I wanted to start to send some of my screen caps over to an LLM (securely of course) and realized it’s really easy to do on MacOS from the CLI. The trick is to enable Terminal to be able to capture the screen, and to learn how to easily grab the windowid for a process that’s running.
First Step
There’s a command I didn’t know about called screencapture
which you invoke from the CLI with a destination filename (it will overwrite it if it exists) and you can give it a variety of image format extensions.
screencapture foo.png
It won’t work unless you have enabled screensharing in Privacy settings for Terminal. Go to Settings > Privacy & Security
and then hit “+” to add Terminal (it’s inside Utilities within your Applications folder).
If you want to do the thing where you select an area of the screen in interactive mode or to capture a full window with spacebar, just do this:
screencapture -i interactive.png
Now if you want to capture a window, you’ll need to do a little more work.
Second Step
You want to install an old repo that seems to still work — it helps you get the WindowID parameter you need to capture a specific window from the CLI.
brew install smokris/getwindowid/getwindowid
To see where it got installed type
which getwindowid
Hopefully that’s in your path and you can just do:
getwindowid Terminal --list
And assuming you have Terminal open, you can see the names of different windows. But most importantly you can see, for example, an id=
3233 field. Next do (that’s a lowercase “L” flag)
screencapture -l 3233 terminal.png
That will save the window. Cool, huh?
Third Step
You’re used to seeing all the windows you could possibly screenshare and want to know how to do that. Here’s what you do:
osascript -e 'tell application "System Events" to get name of every application process whose visible is true'
This will give you a comma delimited list of the applications running. Use this script to make it easy for you to match applications to window ids:
#!/bin/bash
# Check if an application name was provided
if [ -z "$1" ]; then
echo "Usage: $0 <partial_app_name>"
exit 1
fi
# Get the list of visible applications from osascript
apps=$(osascript -e 'tell application "System Events" to get name of every application process whose visible is true')

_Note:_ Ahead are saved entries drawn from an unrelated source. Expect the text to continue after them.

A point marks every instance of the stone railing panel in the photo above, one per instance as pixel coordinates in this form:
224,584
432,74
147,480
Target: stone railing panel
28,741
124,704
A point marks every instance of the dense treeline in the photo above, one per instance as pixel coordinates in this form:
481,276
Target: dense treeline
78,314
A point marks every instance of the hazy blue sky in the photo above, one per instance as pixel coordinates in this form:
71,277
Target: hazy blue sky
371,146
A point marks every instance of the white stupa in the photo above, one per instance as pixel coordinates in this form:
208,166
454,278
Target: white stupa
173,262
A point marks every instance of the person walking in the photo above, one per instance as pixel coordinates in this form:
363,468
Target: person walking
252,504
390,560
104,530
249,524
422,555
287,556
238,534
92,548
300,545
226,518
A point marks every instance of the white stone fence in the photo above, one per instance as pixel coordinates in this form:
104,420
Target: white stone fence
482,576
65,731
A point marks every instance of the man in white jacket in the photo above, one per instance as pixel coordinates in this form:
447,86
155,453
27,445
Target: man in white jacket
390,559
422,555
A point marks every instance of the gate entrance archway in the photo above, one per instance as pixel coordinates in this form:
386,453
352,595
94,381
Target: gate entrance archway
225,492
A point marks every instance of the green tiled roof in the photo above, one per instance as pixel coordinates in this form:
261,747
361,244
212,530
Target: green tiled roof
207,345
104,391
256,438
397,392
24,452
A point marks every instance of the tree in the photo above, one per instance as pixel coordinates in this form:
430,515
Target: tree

# Convert the comma-separated list to a line-separated list (preserve spaces in names)
apps_clean=$(echo "$apps" | tr ',' '\n' | sed 's/^ *//;s/ *$//')
# Filter the application names based on the input (case-insensitive partial match)
matched_app=$(echo "$apps_clean" | grep -i "$1")
# Debugging: Show all matched applications
if [ -n "$matched_app" ]; then
echo "Matched applications:"
echo "$matched_app"
else
echo "No matching applications found for \"$1\"."
exit 1
fi
# Fetch and display window information for all matches
while read -r app; do
echo "=== Checking windows for \"$app\" ==="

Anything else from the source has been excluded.